High-Five Selfie
High-five selfie creator Seth Schneider demonstrates how to take a photo while high-fiving himself Seth Schneider via Twitter

The latest craze to sweep social media has been christened the High-Five Selfie, where smartphone owners set their phone's camera on a timer, throw it into the air in front of a mirror and clap their hands above their head as the photo is taken.

Seth Schneider, a student at North Carolina State University, US, claimed to have started the craze on 8 October, when he posted a successful high-five selfie on Twitter. Just four days later and, at the time of writing, that image has been retweeted 170,000 times and favourited 440,000 times.

Schneider described 8 October as "the proudest day of my life", but people trying to replicate his success haven't been so lucky. Many have posted on Twitter to say trying the stunt, often in a bathroom with a hard tiled floor, resulted in a smashed smartphone and a missed picture.

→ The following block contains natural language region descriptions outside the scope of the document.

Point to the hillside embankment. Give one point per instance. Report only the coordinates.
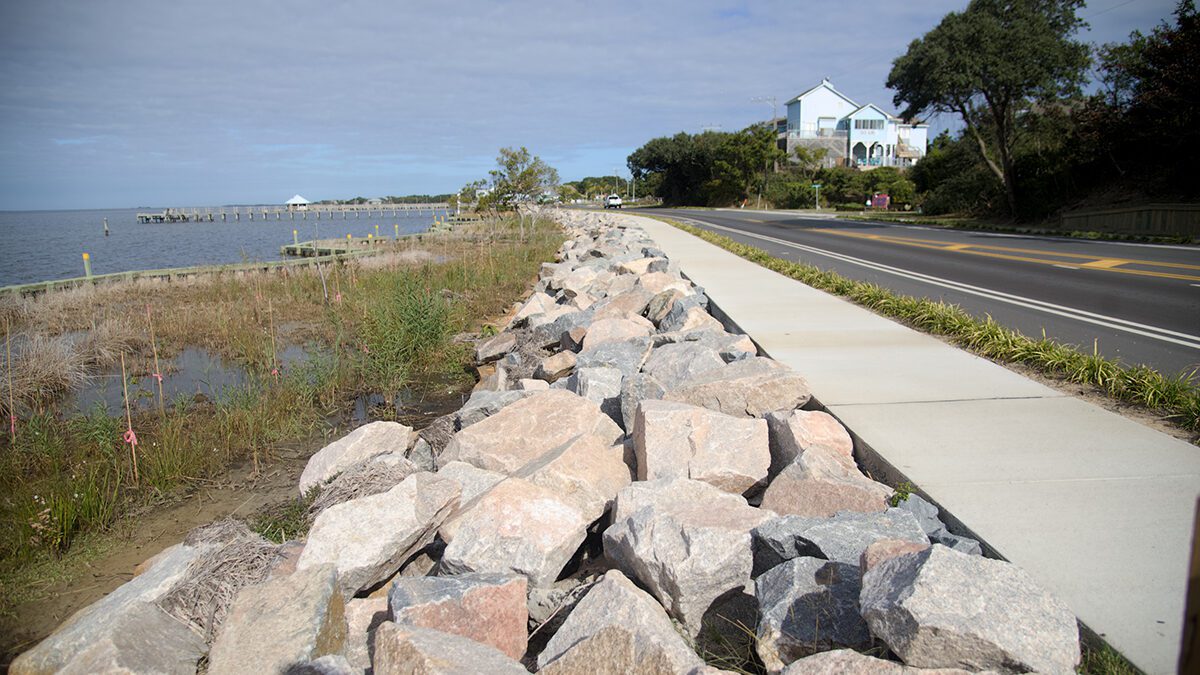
(631, 488)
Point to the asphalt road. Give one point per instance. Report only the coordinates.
(1139, 303)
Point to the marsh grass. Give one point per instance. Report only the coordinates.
(1175, 398)
(393, 324)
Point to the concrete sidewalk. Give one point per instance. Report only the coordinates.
(1097, 507)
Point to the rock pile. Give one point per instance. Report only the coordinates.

"Tried to take a pic of me giving myself a high five and I cracked my phone," wrote one Twitter user. Another said: "I tried to take a picture of me giving myself a high five and my phone ended up being flown across the study hall floor."

Others uploaded photos of iPhones falling to the ground and moments away from an expensive repair bill. Even those who were successful ended up with blurred, lopsided and mostly unidentifiable images.

Our advice, clearly, is to not throw your £700 smartphone in the air when trying to take a picture. The internet can be a strange place.